Bad Credit Loans

image of credit cardsIn this time of increased financial distress for the majority of South Africans, many of us are searching for avenues that will get us out of debt in the easiest and most affordable way. However this becomes more complicated when you have a history of financial mismanagement and find it difficult to keep up with debt repayments.

Bad credit loans are specifically designed with these individuals in mind: people who have had bad credit experience in the past and even those who have had no credit history at all.

What does a Bad Credit History Entail?

If you are listed as having bad credit history, your credit score will typically be in the region of less than 580. This will be determined by a range of factors including missed payments, arrears, and even court judgments that classify you as bankrupt.

Just because you have a record of bad credit doesn’t mean that there are no companies that will lend you money. You will naturally have to pay more for these loans because you are a high risk borrower, but there are different types of bad credit loans that you could consider that will help get you out of the red.

Types of Bad Credit Loans

  • Unsecured personal loans

Even though the title of this loan can be off-putting, you should not rule it out as a viable option to your debt crisis. Also known as a personal loan, this scheme actually presents a less risky option because the borrower doesn’t have to put a valuable asset such as a house up as collateral, before they are considered for the loan.

Instead of the person’s assets serving as protection, this loan will be supported by his or her credit rating. The average repayment period for an unsecured personal loan is five years or less. On the downside, due to the fact that a relatively small amount is being lent for a short lending period, a slightly higher interest rate will be calculated for this kind of loan – especially if the borrower has a bad credit rating already.

  • Secured loans

If you decide to opt for this loan you will have to offer some form of collateral that serves as protection, in case you are not able to pay back the loan you have taken out. The perk about this is that the borrower will be able to acquire a larger amount from the lender, than he or she would from a normal personal loan. Due to the security offered on the loan, the lender will view the borrower as less of a risk, and offer that individual a favourable rate of credit.

Often secured loans are preferred because they are easier to obtain given the security factor, the repayment period for the loan is significantly longer, and a larger sum of money can be borrowed at the outset. Be aware that there is a massive risk involved in such a scheme as the lender can seize your property or asset at any time, if you happen to miss loan payments or do not fulfil your end of the deal.
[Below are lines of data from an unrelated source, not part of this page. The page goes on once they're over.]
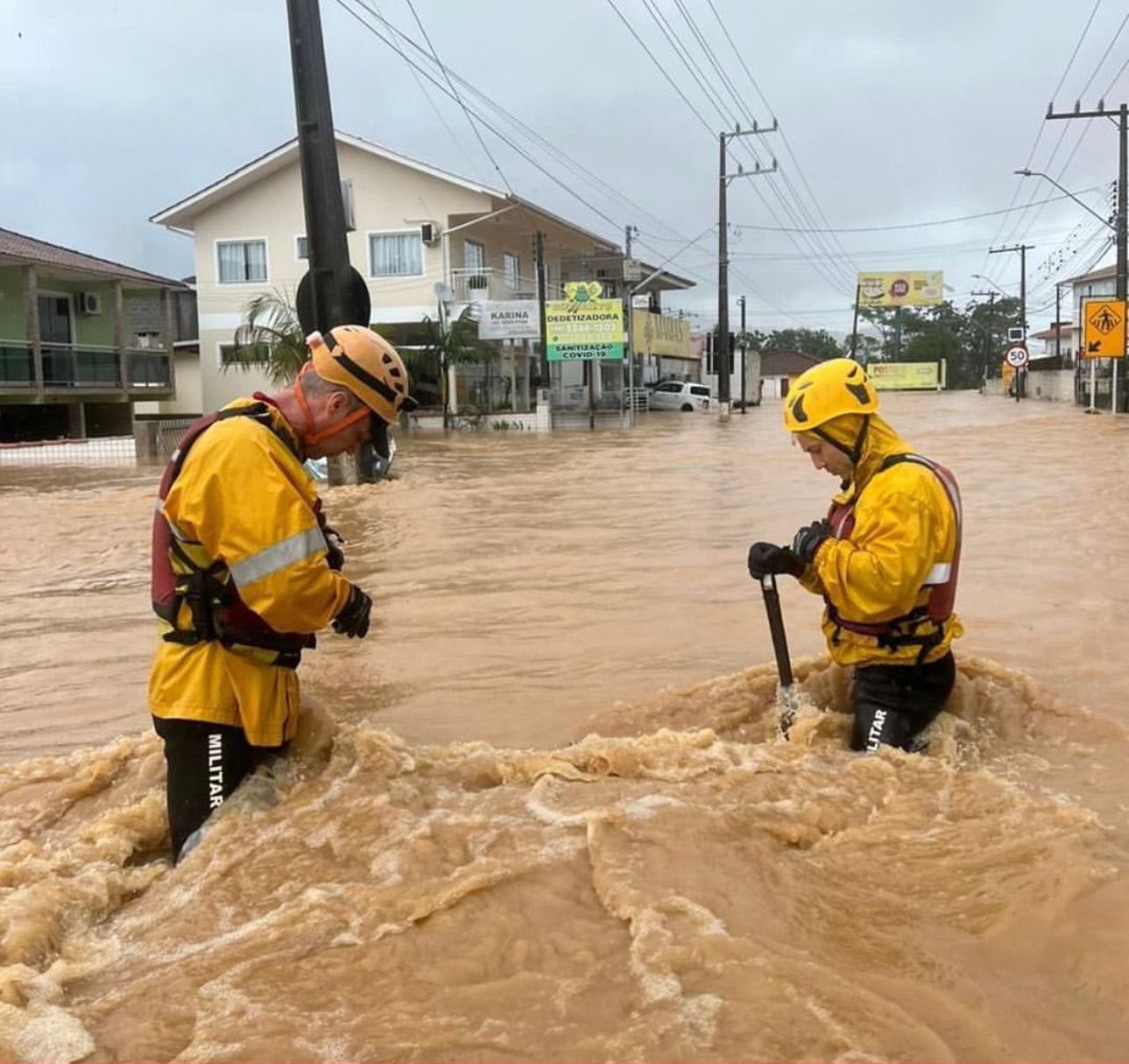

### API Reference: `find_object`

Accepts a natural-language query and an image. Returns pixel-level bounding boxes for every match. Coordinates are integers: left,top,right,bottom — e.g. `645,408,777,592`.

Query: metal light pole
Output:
715,119,779,417
737,296,747,414
287,0,371,332
1015,162,1129,413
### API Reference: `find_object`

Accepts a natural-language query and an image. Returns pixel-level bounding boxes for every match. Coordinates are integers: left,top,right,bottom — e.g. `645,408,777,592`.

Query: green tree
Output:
222,289,310,386
400,304,497,426
761,329,843,361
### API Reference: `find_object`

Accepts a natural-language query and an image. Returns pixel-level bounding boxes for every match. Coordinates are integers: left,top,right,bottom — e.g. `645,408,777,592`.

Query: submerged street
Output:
0,393,1129,1060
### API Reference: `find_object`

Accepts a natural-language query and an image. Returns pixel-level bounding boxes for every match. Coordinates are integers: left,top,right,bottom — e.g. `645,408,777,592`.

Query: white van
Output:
651,381,712,410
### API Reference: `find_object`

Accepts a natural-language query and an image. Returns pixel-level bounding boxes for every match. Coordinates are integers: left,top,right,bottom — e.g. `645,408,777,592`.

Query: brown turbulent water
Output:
0,394,1129,1061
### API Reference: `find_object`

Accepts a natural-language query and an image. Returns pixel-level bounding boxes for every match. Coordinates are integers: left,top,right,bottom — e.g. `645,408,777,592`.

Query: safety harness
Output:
823,454,963,664
151,397,325,668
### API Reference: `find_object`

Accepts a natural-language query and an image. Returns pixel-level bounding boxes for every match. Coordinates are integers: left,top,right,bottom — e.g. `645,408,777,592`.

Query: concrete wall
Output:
985,369,1074,404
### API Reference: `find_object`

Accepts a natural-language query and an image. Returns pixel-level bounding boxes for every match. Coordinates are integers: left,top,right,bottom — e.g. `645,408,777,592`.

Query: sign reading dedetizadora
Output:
545,281,623,362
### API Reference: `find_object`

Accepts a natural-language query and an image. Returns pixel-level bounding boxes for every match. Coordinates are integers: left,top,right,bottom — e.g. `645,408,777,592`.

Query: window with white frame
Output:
368,230,424,277
215,241,266,285
341,179,357,233
463,241,486,270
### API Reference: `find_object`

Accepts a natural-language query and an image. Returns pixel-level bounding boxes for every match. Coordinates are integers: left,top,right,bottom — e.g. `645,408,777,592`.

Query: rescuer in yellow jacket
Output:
748,358,963,751
149,325,416,860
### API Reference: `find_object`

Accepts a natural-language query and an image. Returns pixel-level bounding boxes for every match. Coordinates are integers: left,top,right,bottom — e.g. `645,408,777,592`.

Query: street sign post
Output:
1003,343,1031,402
1078,298,1125,413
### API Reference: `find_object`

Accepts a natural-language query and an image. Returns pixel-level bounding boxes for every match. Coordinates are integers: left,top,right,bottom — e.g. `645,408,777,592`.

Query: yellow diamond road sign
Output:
1078,299,1125,358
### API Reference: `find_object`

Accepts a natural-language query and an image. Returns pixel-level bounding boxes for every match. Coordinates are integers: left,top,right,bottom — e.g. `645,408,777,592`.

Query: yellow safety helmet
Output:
306,325,417,425
783,358,878,433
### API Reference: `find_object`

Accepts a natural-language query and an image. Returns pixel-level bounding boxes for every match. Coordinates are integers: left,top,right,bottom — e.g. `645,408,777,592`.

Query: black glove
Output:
333,584,373,639
748,543,804,580
322,524,346,572
791,521,831,565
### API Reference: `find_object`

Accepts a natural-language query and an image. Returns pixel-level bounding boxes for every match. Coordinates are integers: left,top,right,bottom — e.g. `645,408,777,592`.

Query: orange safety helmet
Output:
306,325,418,425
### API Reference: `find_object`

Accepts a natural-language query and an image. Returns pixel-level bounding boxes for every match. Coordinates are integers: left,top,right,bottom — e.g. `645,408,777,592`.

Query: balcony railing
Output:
0,340,172,392
450,267,564,302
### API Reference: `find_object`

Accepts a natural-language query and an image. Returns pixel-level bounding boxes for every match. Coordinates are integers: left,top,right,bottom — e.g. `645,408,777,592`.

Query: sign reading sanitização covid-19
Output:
545,281,623,362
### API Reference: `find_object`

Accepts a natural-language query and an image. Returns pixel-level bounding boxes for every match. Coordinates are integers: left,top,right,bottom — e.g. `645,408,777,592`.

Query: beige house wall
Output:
169,140,618,412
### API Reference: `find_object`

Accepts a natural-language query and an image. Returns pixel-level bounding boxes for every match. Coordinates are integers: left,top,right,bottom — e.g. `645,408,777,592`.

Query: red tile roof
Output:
0,230,186,288
761,351,819,377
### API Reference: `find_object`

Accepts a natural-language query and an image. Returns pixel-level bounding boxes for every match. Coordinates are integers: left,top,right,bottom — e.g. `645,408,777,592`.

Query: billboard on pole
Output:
858,270,945,306
545,281,623,362
866,362,941,392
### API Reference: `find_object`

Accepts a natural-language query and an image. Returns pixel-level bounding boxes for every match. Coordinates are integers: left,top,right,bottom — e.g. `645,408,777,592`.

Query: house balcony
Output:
0,339,174,402
450,267,562,302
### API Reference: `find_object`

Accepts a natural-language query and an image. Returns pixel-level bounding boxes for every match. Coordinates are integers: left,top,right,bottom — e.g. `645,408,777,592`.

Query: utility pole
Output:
622,225,639,427
1046,99,1129,413
988,244,1035,402
287,0,371,332
971,291,995,390
533,230,552,409
737,296,747,414
713,119,779,417
850,285,863,358
287,0,379,484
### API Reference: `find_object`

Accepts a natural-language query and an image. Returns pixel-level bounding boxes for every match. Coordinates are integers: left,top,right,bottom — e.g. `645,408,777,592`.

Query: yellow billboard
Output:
631,310,695,358
866,362,941,392
858,270,945,306
545,281,623,362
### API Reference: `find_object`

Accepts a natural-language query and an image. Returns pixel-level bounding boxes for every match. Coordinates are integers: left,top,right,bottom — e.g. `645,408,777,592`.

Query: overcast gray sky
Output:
0,0,1129,333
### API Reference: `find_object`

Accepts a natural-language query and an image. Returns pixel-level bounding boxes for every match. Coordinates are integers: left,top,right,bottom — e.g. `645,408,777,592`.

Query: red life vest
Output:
824,454,963,652
150,402,324,667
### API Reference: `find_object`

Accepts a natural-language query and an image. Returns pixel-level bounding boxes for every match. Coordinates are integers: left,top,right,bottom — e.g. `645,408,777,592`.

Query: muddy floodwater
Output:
0,393,1129,1064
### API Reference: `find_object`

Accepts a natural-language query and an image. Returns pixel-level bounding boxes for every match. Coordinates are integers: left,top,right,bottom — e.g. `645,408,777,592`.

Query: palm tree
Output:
222,289,310,385
400,304,496,427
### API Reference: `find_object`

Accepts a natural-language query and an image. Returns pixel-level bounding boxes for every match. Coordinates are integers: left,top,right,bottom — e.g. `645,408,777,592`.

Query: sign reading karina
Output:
478,299,541,340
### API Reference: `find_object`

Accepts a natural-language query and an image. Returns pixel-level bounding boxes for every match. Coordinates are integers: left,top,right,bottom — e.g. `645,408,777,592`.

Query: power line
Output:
707,0,857,283
337,0,849,334
338,0,685,241
406,0,514,195
980,0,1102,273
732,186,1102,235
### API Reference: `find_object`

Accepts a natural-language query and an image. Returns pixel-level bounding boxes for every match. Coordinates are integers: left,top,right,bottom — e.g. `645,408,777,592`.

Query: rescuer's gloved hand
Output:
322,525,346,572
333,584,373,639
748,543,804,580
791,521,831,565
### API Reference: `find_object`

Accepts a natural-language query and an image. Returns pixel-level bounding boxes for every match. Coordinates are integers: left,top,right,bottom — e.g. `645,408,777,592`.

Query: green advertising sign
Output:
545,281,623,362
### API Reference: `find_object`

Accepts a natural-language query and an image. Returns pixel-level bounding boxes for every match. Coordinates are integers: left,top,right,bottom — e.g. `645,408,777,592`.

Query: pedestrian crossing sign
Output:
1078,298,1125,358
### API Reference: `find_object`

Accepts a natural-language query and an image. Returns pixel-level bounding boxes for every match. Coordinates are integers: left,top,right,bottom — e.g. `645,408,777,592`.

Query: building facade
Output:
151,132,691,412
0,230,186,443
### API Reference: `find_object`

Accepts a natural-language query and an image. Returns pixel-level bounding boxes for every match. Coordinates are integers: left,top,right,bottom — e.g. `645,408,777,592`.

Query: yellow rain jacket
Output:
800,413,965,666
149,398,350,747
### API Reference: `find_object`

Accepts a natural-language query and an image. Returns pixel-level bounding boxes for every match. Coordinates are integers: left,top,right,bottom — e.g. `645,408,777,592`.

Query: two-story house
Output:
151,132,691,410
0,230,186,443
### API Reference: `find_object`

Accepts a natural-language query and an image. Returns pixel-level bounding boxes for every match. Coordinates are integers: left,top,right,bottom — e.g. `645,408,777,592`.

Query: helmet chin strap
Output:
811,413,870,465
294,362,371,448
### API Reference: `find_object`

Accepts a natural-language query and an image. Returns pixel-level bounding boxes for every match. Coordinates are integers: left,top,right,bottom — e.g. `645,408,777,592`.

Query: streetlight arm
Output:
629,226,717,295
1014,170,1117,230
971,273,1015,299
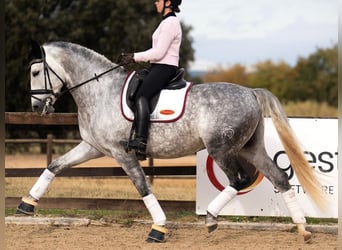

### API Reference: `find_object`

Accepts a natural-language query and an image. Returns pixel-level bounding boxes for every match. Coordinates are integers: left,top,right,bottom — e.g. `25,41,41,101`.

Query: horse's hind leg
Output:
115,152,167,243
16,142,103,215
205,153,250,233
239,120,311,242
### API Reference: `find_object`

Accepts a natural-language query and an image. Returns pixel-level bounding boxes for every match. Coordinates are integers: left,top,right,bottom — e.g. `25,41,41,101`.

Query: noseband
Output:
29,52,125,107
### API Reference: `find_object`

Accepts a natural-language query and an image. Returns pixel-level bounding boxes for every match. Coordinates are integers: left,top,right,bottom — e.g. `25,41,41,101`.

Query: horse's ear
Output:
28,40,45,62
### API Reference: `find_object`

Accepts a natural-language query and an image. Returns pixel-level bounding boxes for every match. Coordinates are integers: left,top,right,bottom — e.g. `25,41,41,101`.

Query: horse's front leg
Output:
115,153,167,243
16,141,103,215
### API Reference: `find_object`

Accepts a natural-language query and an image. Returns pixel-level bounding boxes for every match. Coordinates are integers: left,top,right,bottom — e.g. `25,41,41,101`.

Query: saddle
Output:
121,68,192,122
126,68,186,112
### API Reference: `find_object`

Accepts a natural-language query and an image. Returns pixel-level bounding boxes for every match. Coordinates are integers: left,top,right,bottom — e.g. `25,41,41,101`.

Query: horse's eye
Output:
32,71,39,77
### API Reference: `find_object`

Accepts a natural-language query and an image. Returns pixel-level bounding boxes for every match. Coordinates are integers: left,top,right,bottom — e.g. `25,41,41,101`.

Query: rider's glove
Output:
119,53,134,64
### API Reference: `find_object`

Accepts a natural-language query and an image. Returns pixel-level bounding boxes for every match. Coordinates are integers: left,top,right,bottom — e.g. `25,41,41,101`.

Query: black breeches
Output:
135,64,177,102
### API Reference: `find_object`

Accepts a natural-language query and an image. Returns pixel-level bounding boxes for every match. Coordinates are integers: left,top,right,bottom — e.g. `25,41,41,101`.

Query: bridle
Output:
29,48,126,113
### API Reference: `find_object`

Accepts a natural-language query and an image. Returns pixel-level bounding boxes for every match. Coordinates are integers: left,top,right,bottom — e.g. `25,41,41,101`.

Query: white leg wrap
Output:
207,186,237,217
282,189,306,224
30,169,55,200
143,194,166,226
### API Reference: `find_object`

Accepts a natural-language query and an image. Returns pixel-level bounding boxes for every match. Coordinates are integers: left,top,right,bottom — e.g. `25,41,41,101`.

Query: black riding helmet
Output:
170,0,182,12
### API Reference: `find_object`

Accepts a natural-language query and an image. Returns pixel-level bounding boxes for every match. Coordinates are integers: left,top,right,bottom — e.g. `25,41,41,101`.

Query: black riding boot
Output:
122,97,150,158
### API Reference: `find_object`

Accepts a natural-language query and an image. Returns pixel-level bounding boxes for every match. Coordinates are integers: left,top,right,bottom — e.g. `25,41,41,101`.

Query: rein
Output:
29,58,126,101
58,64,125,97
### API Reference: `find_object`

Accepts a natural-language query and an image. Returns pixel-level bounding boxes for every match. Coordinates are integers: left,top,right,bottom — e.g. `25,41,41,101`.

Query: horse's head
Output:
29,41,66,115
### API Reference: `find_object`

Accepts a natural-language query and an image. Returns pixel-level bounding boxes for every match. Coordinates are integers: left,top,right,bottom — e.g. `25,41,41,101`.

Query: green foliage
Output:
5,0,194,112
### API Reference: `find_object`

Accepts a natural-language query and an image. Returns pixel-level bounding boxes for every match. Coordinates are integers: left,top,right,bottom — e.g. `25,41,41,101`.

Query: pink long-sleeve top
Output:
134,16,182,67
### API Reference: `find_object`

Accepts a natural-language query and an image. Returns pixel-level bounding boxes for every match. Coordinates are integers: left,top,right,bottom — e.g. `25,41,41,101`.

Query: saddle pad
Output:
121,72,192,122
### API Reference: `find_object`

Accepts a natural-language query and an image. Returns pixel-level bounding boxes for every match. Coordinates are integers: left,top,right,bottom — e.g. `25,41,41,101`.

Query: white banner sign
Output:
196,118,338,218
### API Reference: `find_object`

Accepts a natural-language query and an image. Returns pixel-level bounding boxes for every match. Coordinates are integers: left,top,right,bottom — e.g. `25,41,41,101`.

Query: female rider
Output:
121,0,182,155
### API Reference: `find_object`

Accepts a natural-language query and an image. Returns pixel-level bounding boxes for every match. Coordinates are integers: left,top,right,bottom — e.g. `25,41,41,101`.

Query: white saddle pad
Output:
121,71,192,122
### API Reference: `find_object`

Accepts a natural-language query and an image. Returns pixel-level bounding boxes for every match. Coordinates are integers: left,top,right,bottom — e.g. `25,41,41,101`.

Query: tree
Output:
293,44,338,107
248,60,295,101
5,0,194,112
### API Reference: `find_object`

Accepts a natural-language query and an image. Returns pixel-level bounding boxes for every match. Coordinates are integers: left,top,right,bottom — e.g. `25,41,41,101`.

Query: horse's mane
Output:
44,41,113,68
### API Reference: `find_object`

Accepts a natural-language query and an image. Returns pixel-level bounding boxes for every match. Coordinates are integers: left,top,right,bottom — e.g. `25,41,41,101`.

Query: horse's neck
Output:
69,62,125,112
Start a Fresh by Acting Responsibly

A simple rule of thumb is that if you know you will be unable to meet the obligations of your new bad credit loan, you should resist borrowing the money in the first place. The last thing you want is to damage your credit rating even more.

Of course people that have bad credit are the most risky clients for lenders, as they do not have a good track record when it comes to loan payments. At the same time, some credit loans are outright scams, which is why you should do some research to double-check which lender companies are reliable to borrow from, and which ones are simply trying to make an extra buck out of you.